I asked Wolfers several times via email and Twitter for his data, and he ignored me. This is pretty common in academia I am afraid, but journals have cracked down in peer reviewed settings. Academics aspiring to be data journalists should continue to meet professional standards, even when publishing in the New York Times, but I digress.
Wolfers is back with a second effort to fit the data to the narrative. In the NYT today he writes of a look across college basketball:
We found that distraction works. On average, college basketball players are about one percentage point less likely to make a free throw when in front of a hostile crowd than when at home. They are not less accurate in neutral arenas, which suggests that what matters is not whether a player is in a familiar arena, or whether they have had to travel, but whether they are trying to shoot in front of an organized student section hellbent on distracting them.The home court advantage in basketball is very well known, so the overall conclusions of a small home court advantage in free throw percentages confirms that which we already know.
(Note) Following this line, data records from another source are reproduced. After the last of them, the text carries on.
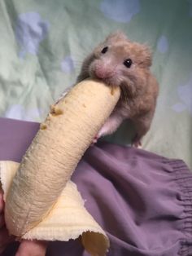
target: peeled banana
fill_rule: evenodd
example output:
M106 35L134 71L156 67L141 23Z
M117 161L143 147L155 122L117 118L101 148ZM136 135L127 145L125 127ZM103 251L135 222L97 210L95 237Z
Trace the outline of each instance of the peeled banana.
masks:
M119 88L85 80L50 108L7 194L11 234L24 236L50 214L120 94Z

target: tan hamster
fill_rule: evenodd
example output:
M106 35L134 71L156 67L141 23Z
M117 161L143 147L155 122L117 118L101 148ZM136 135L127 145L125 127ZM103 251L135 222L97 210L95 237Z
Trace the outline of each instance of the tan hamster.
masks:
M133 42L121 32L110 34L83 62L77 82L92 77L120 86L120 99L94 142L112 134L125 119L136 129L133 145L149 130L158 95L158 83L150 71L151 55L146 46Z

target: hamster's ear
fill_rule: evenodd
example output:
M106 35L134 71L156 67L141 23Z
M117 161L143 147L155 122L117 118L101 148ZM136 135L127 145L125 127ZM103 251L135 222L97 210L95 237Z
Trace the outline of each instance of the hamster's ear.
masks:
M108 35L108 37L106 38L106 42L117 42L117 41L128 41L128 38L126 35L121 32L121 31L116 31L114 33L111 33Z
M144 68L151 67L152 64L152 53L150 48L146 46L142 46L142 51L140 52L140 64Z

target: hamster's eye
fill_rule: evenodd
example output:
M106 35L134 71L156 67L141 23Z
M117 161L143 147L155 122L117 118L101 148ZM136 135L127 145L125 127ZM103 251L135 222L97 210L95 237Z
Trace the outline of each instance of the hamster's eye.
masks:
M101 53L104 54L104 53L106 53L107 51L108 51L108 46L106 46L106 47L104 47L104 48L102 50Z
M126 68L131 68L131 65L132 65L132 60L131 59L127 59L124 61L124 64Z

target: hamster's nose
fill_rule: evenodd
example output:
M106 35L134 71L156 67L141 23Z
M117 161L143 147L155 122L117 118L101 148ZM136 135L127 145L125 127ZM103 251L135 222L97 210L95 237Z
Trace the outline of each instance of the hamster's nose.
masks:
M100 79L110 77L113 74L112 70L103 66L96 66L94 73L95 76Z

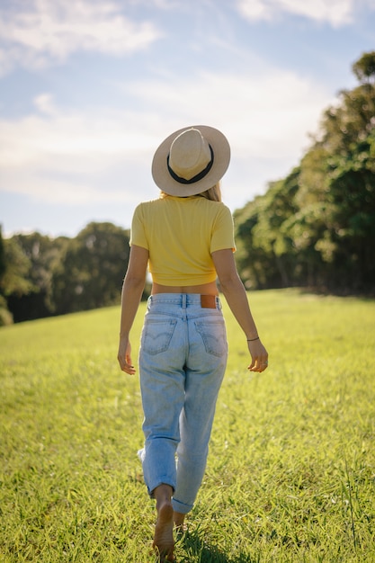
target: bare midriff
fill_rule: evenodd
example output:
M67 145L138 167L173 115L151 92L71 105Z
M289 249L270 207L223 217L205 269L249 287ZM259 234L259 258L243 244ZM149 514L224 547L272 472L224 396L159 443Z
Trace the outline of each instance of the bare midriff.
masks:
M201 295L219 295L216 282L202 283L201 285L162 285L152 284L151 294L156 293L199 293Z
But then Wolfers says this:
Our analysis reveals that there appear to be some fan sections that are particularly effective. The best remain the Arizona State fans, at least since their introduction of the Curtain of Distraction. Teams playing in front of the curtain shoot about nine percentage points worse than they do at home. A handful of other teams, including Northwestern, Baylor, Utah, Nebraska and U.C.L.A., are also blessed with effective fans, costing visitors about one point per game on average.You may not have noticed what Wolfers has done with some statistical sleight of hand, so let me explain. He looks at data for all teams over 5 years, but ASU over just 2 years. You have to follow a few asterixes to the fine print to discover this - he writes at the bottom: "That said, this [ASU] data sample is significantly smaller than those of other colleges, which grouped five seasons into a single rating." What!?
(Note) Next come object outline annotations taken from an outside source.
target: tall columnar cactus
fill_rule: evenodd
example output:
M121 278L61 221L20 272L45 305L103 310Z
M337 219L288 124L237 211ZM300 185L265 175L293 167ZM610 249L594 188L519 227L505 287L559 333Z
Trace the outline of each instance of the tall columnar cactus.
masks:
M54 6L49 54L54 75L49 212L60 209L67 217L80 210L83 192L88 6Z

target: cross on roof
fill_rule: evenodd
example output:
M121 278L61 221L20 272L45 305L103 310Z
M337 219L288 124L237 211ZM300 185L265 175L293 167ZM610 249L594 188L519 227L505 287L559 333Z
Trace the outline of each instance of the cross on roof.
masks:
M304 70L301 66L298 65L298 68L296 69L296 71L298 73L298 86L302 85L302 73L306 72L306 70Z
It is not even worth looking at this analysis unless it compares apples to apples. Either compare all teams over the past 2 years, or all teams over the past 5 years. It is fairly obvious to any quant that a short-term dataset of this type will have much higher variability than a longer-term dataset. Wolfers does present the data for ASU over 5 years, no such relationship exists. He doesn't present the data for all teams for 2 years. I can guess what it might show.
Given than the ASU numbers already been shown to be spurious, mixing them in improperly with another dataset does not alter this fact. Stuff like this gives data journalism a bad name.